From dots to stripes to sheets - Shape control of lead sulfide nanostructures
Thomas Bielewicz, Mohammad Mehdi Ramin Moayed, Vera Lebedeva,, Christian Strelow, Angelique Rieckmann, Christian Klinke

TL;DR
This paper demonstrates how to control the shape of lead sulfide nanostructures from spheres to sheets by adjusting synthesis parameters, enabling tailored properties for electronic and solar cell applications.
Contribution
It introduces a method to tune nanostructure shapes via precursor concentration, co-ligand levels, and temperature, advancing shape control in colloidal nanomaterials.
Findings
Shape can be tuned from spheres to sheets.
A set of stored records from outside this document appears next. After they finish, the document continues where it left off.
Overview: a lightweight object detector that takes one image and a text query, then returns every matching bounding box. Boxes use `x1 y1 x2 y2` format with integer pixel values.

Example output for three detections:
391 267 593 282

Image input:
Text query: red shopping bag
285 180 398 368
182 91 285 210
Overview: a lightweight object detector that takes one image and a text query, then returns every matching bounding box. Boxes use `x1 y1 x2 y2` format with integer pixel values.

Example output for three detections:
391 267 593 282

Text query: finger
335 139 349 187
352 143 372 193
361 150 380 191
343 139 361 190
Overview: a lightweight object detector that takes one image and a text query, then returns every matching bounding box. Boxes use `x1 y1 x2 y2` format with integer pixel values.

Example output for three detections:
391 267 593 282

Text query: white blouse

Final structures maintain at least one dimension in confinement.
Electrical measurements support the shape control results.
Abstract
Controlling anisotropy in nanostructures is a challenging but rewarding task since confinement in one or more dimensions influences the physical and chemical properties of the items decisively. In particular, semiconducting nanostructures can be tailored to gain optimized properties to work as transistors or absorber material in solar cells. We demonstrate that the shape of colloidal lead sulfide nanostructures can be tuned from spheres to stripes to sheets by means of the precursor concentrations, the concentration of a chloroalkane co-ligand and the synthesis temperature. All final structures still possess at least one dimension in confinement. Electrical transport measurements complement the findings.